Калабутин все еще вздрагивал, ужас так и стоял в его глубоко запавших глазах. Пока нагоняли товарищей, он несколько раз падал, и мне приходилось поднимать его. Беглецы встретили отставшего сурово, даже злобно. Думая только о себе, он подводил всех: полиция теперь знает, где мы находимся. А уж если Калабутин сумел найти след и догнать нас, то полиция сделает это быстрее. И мы еще больше заспешили, делая вынужденные остановки все реже и короче.

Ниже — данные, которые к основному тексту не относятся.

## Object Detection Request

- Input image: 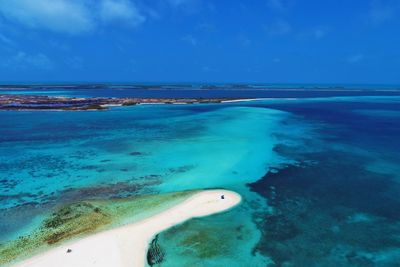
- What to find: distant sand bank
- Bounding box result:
[16,190,241,267]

Густая тьма, свалившаяся на лес, укрыла нас, но сделала слепыми. Идти наугад было опасно: мы могли повернуть назад или напороться на полицейскую засаду. Пришлось заночевать в лесу. Среди плотных елей нашли подходящее место, наломали веток, чтобы снизу было теплее, и расположились, прижавшись друг к другу. Утомленные и удрученные, беглецы даже не шептались, а лишь вслушивались в темноту лесной ночи. Над нами тихо поскрипывали деревья, слышался невнятный, но постоянный гул да легкий хруст под осторожными ногами лесных обитателей. Плохо одетые и голодные, мы не могли долго хранить тепло, и сон - этот предательский союзник холодной смерти - стал наваливаться на сидевших, увлекая в небытие.